Remember this feature? We never met Bela Lanan himself. We never will.

This was a daily feature, with the solution on Saturday. We'll do it the way they did it then - one entry per day, with the expectation that you'll be following the story.

Every day, with the solution on Friday.

 

 

 

 

 

 

 

 

The second-most populous city in the southeastern region of Kansas," as wikipedia puts it. Ten thousand five hundred souls. And then there's this:

"Parsons is the home of Dwayne's Photo, which became the last processor of K-14 Kodachrome film in the world and was the location of the final frame taken on the final roll of Kodachrome film produced. Parsons is featured prominently in the plot of the 2018 Netflix movie Kodachrome about a man who takes a road trip to develop a roll of Kodachrome film." It's not downtown, so it won't show up here. Parsons was nailed by a tornado in 2000; let's see what survived.

The picture above is the picture below.

Time has not given us the trade-up we expected. In fact we seem to have come out of the deal rather poorly.

Some days I tell myself “I should really come up with a picture that sums up the town the way a local might feel.”

Maybe I did.

Interesting little coat of arms:

 

And the original windows up there on the second floor, which isn't a second floor.

OUMB, becalmed in the concrete sea:

ROBOT HEAD BUILDING HAS SOME INSTRUCTIONS FOR HUMAN

 

“Boss, there’s a mob headin’ up the street, looking for their money! What should I do?”

 

“We got any stone left over from the facade construction? We do? Start stacking it in the door, as fast as you can!”

If Caesar was like Howard Hughes and had lots of bungalows where he stashed his mistresses:

OUMB, pt 2

 

Good Lord, it’s a veritable convention of OUMBs:

 

Clock towers in the 80s never had the effect the architects might have intended, or hoped.

MORE Obligatory Ugly Modern Banks:

 

This one looks like it was subjected to a hydraulic press.

Ghost building scars, and we can presume the building went down after the paint job.

 

 

The sign says “Opportunity.”

Winsome little rehab - they had planters. That must have been nice. A ladies’ shop of some sort, I’d bet.

 

It’s nice that it still stands, and it would be nicer if it wasn’t painted, but . . .

 

 

. . . lining the bottom with oversized Kraft Caramels doesn’t seem like a bright idea.

I’ve been remiss in giving you more context.

 

 

As you see, nice contiguous blocks of buildings.

 

The angle parking always makes you feel like you're in a good true small town.

STRASBURGER

 

Decades later, people know what those cutouts means.

Not all blocks have aged well.

 

 

That’s wrecked, but it looks as if it could be sandblasted clean. Knock out some bricks to open up the windows, and it won’t look like it’s wearing an Eraserhead wig on top.

Next door:

 

Handsome old building, but the rehabbed storefront makes it look as if you could sweep a leg and knock it down.

 

This one drives me crazy. The bottom left door should belong to the window on the upper right.

 

 

You could do a lot for the street with some pressed-metal pieces. I wonder how many remain, and how many have lost their precise appearance due to a century of overpainting.

 

Some styles, when matched with the wrong stone, just look like a skin disorder:

 

It’s was a Carnegie library, and I haven’t seen any others in that style.

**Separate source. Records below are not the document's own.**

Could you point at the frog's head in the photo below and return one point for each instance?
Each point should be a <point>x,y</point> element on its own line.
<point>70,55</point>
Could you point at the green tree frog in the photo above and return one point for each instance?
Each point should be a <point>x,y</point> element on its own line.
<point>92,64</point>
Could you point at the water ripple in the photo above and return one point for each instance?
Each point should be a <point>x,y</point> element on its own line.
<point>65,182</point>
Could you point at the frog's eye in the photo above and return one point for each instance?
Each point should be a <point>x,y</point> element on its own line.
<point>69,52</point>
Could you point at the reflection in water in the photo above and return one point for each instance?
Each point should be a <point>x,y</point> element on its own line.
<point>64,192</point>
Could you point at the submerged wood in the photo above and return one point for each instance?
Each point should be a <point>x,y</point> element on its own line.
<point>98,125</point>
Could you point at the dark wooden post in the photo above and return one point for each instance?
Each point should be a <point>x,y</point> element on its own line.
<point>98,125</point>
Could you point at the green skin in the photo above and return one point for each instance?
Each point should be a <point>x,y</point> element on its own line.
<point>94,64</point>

If you look closely, you can see the old windows.

 

What's the building? Why did they do that? Let's go around the corner.

GAH

 

ENTER HERE FOR TO BE MASHED PUNY HUMAN

It's a Masonic Temple. That’s one way of letting non-members realize they’ll never know what goes on inside.

I love this more than you will ever know.

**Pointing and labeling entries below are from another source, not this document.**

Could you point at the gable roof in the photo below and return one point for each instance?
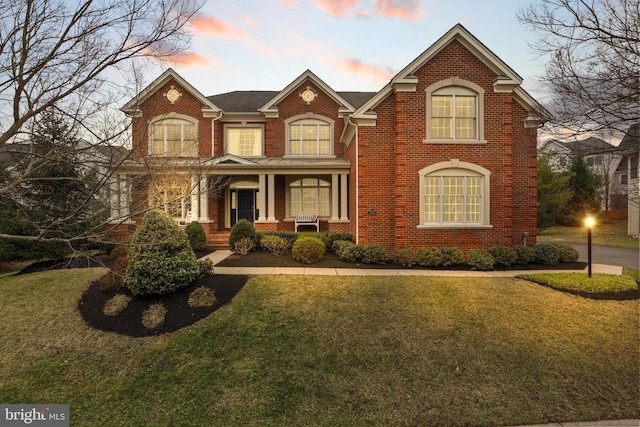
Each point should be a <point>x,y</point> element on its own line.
<point>507,81</point>
<point>133,106</point>
<point>631,140</point>
<point>270,108</point>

It’s so FORTHRIGHT and logical and pre-Modernism modernism. The stone is the perfect touch.

What do you think the building might be?

Or rather, what was it?

This is just beautiful, no? I think so. It is now, of course, senior living, since the fate of many in a small town is to end up living in the big hotel they passed as a child, wondering what grown-up things went on in there.

Where’s the movie theater, you ask? There were four downtown, once.

All demolished.

That will have to do; enjoy some restaurants, and I'll see you tomorrow. Friday!